Some issues with creating ordinal columns

Hi, I am trying to create an ordinal column in pandas based on some range which is like this -

def create_ordinal(val):
    if np.isnan(val):
        return 'Rookie'
    if (1 >= val <=3): 
        return 'Little experience'
    if (4 >= val <= 5):
        return 'Experienced'
    if (5 >= val <=10):
        return 'Very experienced'
    if (val > 10):
        return 'Veteran'

wnba['Exp_ordinal'] = wnba['Experience'].apply(create_ordinal)

The logic is taken from the picture included in the upload.Graphs_For_Frequency_Distributions___Dataquest

np.isnan() is used for the zero values.
But I am getting a different result than what is shown in dataquest.

Dataquest graph -
dq_graph

My graph -
my_graph

You can see I am getting a different result. If you just look at the little experience bars you can see that both graphs have different frequencies. The experienced bar is also wrong. I know there is some mistake in the function logic that I am using but couldn’t able to know what mistake I am making.

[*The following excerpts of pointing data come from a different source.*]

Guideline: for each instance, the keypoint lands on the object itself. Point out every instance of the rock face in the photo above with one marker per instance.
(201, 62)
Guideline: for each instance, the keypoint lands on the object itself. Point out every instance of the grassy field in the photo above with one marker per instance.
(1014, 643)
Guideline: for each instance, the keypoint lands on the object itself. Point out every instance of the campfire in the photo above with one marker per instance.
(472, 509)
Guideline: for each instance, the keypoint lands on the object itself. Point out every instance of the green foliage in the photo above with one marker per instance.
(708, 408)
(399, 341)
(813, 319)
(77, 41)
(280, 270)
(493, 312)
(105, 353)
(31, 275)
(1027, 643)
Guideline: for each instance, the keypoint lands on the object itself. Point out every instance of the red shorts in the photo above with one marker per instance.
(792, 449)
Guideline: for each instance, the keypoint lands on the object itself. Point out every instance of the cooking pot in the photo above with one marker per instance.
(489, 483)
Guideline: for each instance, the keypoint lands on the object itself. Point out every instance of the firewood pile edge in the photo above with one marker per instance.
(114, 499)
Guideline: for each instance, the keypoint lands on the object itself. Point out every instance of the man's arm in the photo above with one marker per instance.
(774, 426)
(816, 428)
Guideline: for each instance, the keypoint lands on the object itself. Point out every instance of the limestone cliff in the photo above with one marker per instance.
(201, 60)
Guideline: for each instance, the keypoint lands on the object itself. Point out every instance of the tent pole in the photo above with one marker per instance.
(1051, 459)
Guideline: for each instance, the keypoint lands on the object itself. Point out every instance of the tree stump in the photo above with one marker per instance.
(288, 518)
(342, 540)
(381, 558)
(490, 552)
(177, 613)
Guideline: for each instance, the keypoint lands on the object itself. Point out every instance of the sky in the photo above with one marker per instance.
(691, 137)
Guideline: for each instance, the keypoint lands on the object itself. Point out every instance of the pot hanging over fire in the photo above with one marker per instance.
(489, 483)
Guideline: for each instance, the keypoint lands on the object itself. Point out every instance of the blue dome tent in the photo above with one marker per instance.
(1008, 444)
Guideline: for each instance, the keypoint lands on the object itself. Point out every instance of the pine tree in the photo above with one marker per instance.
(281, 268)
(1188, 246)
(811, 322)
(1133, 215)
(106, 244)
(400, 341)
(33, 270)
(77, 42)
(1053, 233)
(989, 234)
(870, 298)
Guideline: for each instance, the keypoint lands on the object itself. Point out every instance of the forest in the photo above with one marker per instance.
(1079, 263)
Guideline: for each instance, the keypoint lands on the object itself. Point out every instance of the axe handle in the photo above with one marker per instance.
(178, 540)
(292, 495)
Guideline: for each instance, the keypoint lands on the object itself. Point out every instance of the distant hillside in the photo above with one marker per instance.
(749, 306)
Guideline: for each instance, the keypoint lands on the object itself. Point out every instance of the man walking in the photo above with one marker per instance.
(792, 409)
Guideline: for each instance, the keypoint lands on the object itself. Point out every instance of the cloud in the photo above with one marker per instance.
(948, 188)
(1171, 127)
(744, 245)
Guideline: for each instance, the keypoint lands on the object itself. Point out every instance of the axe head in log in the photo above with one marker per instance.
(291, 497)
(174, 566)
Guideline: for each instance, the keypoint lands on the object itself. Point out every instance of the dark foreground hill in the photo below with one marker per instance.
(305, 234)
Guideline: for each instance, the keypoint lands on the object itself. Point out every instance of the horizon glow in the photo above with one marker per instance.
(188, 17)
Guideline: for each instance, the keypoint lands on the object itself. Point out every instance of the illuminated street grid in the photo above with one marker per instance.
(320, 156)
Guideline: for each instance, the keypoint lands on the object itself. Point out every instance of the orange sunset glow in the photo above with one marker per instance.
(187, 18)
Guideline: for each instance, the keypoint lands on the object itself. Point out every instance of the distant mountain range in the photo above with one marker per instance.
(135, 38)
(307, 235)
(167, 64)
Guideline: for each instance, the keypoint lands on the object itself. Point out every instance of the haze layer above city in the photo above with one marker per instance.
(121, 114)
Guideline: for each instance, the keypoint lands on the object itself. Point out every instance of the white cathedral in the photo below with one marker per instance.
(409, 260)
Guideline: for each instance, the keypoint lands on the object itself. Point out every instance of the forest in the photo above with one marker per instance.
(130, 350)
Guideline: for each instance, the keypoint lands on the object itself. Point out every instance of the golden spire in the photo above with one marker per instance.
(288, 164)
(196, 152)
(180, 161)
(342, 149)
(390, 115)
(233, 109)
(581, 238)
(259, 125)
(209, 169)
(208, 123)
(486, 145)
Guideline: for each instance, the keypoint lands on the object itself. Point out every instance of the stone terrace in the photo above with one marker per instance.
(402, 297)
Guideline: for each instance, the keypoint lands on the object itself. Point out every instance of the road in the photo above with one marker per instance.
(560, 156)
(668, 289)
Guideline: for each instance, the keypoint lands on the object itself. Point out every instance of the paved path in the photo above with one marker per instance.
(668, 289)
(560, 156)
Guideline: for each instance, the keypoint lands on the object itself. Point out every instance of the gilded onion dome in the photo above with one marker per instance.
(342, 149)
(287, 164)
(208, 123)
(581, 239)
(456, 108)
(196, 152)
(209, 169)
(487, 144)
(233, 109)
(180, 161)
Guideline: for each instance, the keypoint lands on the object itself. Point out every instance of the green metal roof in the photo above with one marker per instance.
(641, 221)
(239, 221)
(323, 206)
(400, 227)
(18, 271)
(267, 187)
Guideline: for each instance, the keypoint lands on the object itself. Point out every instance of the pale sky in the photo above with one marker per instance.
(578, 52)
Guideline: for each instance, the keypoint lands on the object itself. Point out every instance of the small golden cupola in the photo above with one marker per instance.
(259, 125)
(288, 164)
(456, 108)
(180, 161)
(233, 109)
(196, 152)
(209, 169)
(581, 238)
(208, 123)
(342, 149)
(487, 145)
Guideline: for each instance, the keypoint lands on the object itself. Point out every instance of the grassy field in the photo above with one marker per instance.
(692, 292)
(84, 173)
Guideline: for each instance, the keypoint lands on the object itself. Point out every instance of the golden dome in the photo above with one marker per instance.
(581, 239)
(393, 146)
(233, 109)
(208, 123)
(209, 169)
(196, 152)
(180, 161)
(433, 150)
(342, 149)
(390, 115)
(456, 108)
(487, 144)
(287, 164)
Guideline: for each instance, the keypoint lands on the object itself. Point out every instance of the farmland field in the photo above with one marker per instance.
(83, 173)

The data comes from this exercise on Dataquest - https://app.dataquest.io/m/286/visualizing-frequency-distributions/2/bar-plots

Any help will be very helpful. Thanks for taking some time to read and reply.

labels = ['Rookie','Little experience','Experienced','Very experienced','Veteran']
bin_df = pd.cut(wnba.query('Experience!="R"').Experience.astype(int),bins=[-1,1,4,5,10,100],labels=labels)
bin_df.value_counts()[labels].plot.bar()

I dropped ‘R’ because i don’t know what it means.
image
3 of my bars match dataquest graph. Maybe dataquest placed all ‘R’ under ‘Rookie’ and moved my ‘Rookie’ bar on top of my ‘Experienced’ bar. Not sure why dataquest graph bars are like this.
You can sort your bars by indexing into the output series produced by value_counts() with the order you want, and get familiar with df.reindex() which is very important for other applications.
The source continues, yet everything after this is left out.